To better understand what fuels women being praised for smiling through pain, I spoke to three women.

For Eunice, a community manager and writer, she explains that the pain women feel can still be tied back to how Nigerian society glorifies pain and hard life generally.

In her words: “It’s because most people think that pain and negative things are normal that they don’t even know when it is becoming too much. It’s the same way we celebrate suffering and hardship in ordinary things about life. 

Something like Third Class in a public university is better than First Class in a private university, because it feels like when it comes with hardship and negatives, it is a good thing.”

She went on to say: “I’m trying to live a painless and stress-free life by creating the life I want for myself. The life that makes sense to me and it has somehow made me at peace with myself. I’ve moved from my parents house because I don’t think I’ll thrive if I live with them.”

Speaking with Aliyah, a technical writer and student, she says that women have been so socialised to receive pain such that when things are easy we begin to question why.

To quote her: “From when most women were girls who started menstruating and had period pains, they were told to not make a fuss about it because the pain was normal. Women are expected to go through cramps, smile through and then still engage in some form of physical activity or another.”

She went on to say: “We begin to minimize pain, and ask ourselves questions like:  ‘Is it not just small pain? What is it that will allow me to not work or such things?’. And women don’t even talk about how painful childbirth is because it was worth it. 

Meanwhile, some deal with postpartum depression, many don’t ever have their bodies fully functional anymore and before the body heals, we’re looking at a year. But the clearing for men to have sex with their wives after birth is six weeks because god forbid men have to stay longer than that without sex. 

The pain of assaults and harassment is swallowed because ‘at least they didn’t rape you’. And even if they did, you must shut up about it. The life of a woman is wrought with so much pain and it takes so much work to live free of it to an extent. 

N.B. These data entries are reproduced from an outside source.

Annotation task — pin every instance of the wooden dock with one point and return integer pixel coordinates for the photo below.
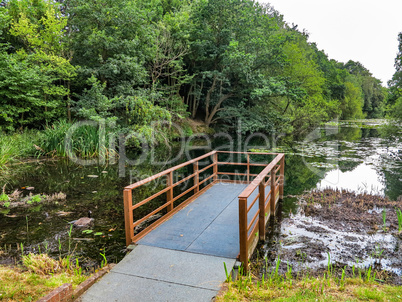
(216, 218)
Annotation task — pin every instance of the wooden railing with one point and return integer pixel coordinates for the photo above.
(170, 198)
(251, 230)
(248, 229)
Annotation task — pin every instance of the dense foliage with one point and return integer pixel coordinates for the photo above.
(135, 63)
(395, 86)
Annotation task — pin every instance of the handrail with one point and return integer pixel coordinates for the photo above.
(254, 184)
(250, 232)
(153, 177)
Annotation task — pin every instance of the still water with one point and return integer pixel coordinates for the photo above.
(349, 158)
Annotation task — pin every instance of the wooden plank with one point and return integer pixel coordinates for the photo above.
(251, 153)
(137, 205)
(243, 238)
(169, 195)
(281, 187)
(128, 215)
(253, 220)
(248, 167)
(250, 189)
(196, 178)
(272, 201)
(153, 177)
(254, 201)
(170, 214)
(261, 205)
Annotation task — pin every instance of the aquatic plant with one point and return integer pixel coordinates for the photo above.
(384, 219)
(399, 215)
(85, 141)
(14, 146)
(4, 197)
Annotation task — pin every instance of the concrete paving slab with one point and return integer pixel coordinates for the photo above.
(179, 267)
(125, 288)
(180, 231)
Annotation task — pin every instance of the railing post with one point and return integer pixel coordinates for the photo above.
(261, 218)
(282, 181)
(243, 236)
(169, 193)
(128, 216)
(273, 195)
(248, 168)
(196, 178)
(215, 159)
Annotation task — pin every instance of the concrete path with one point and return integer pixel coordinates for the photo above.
(183, 259)
(156, 274)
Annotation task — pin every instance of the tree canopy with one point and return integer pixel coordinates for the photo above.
(133, 62)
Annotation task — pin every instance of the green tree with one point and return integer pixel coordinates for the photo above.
(35, 64)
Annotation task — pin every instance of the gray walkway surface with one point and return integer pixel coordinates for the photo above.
(183, 259)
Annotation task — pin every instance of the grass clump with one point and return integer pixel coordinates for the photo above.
(19, 284)
(399, 215)
(274, 287)
(17, 145)
(38, 275)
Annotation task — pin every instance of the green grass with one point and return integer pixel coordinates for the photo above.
(84, 140)
(329, 287)
(19, 284)
(17, 145)
(50, 142)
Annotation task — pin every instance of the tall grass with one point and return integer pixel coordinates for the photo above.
(399, 215)
(84, 141)
(17, 145)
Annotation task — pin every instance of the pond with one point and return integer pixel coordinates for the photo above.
(347, 157)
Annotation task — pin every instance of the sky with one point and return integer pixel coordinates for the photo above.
(358, 30)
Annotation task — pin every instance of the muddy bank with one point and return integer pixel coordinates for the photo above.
(347, 228)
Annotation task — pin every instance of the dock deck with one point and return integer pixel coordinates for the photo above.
(181, 256)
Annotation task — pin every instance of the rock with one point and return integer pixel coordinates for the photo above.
(147, 222)
(83, 222)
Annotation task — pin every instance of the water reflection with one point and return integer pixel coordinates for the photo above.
(362, 179)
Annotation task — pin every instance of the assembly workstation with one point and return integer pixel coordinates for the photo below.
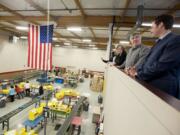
(61, 104)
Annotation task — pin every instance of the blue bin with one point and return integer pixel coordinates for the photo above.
(59, 80)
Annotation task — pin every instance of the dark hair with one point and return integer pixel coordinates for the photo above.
(120, 46)
(167, 20)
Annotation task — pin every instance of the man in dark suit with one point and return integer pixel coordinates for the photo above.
(162, 65)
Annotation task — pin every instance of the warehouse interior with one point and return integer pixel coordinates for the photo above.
(82, 95)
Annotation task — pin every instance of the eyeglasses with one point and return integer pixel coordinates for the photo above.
(135, 37)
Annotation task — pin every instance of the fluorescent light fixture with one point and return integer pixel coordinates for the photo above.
(57, 45)
(150, 24)
(87, 40)
(147, 24)
(66, 43)
(75, 29)
(124, 42)
(54, 38)
(23, 37)
(22, 28)
(92, 45)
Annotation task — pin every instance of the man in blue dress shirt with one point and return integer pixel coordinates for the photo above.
(161, 67)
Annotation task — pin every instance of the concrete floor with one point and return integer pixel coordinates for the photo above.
(88, 128)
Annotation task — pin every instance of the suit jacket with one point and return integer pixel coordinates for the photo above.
(119, 59)
(162, 65)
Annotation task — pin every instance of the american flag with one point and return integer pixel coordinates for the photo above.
(40, 47)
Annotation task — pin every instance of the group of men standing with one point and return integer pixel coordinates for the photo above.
(159, 66)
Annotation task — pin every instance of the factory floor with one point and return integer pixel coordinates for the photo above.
(88, 128)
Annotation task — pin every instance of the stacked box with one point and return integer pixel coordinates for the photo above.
(96, 83)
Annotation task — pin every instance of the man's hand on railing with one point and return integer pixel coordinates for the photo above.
(132, 72)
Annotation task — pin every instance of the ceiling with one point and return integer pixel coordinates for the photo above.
(93, 16)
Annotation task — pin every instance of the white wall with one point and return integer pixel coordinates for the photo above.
(79, 58)
(12, 56)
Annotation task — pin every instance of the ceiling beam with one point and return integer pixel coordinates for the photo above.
(78, 4)
(42, 10)
(94, 35)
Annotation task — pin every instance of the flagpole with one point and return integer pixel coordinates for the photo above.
(48, 15)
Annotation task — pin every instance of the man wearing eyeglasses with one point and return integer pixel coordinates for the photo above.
(136, 53)
(161, 67)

Even then, the pain might not be yours, it might be another woman’s but it will always serve as a reminder of how you are not safe.”

When asked the importance of living a pain free life as a woman, Deborah, a new mum said it helped her during childbirth. 

In her words: “It’s important we unlearn this act so that life will be easier for people coming after us. 

I remember when I gave birth, the nurses were comparing me with other women who had high pain threshold and they expected me to act like that. I told them: ‘I’m not a Hebrew woman. Cut me open’.

I also hate to be called a ‘strong’ woman. I am a normal person.”

It is necessary that we raise the next generation of girls to not see enduring pain as an indication of how strong and worthy they are. 

If we don’t do this, we’ll continue to have cases of women who think being emotionally abused in a relationship is part of a hurdle one must cross before they encounter happiness.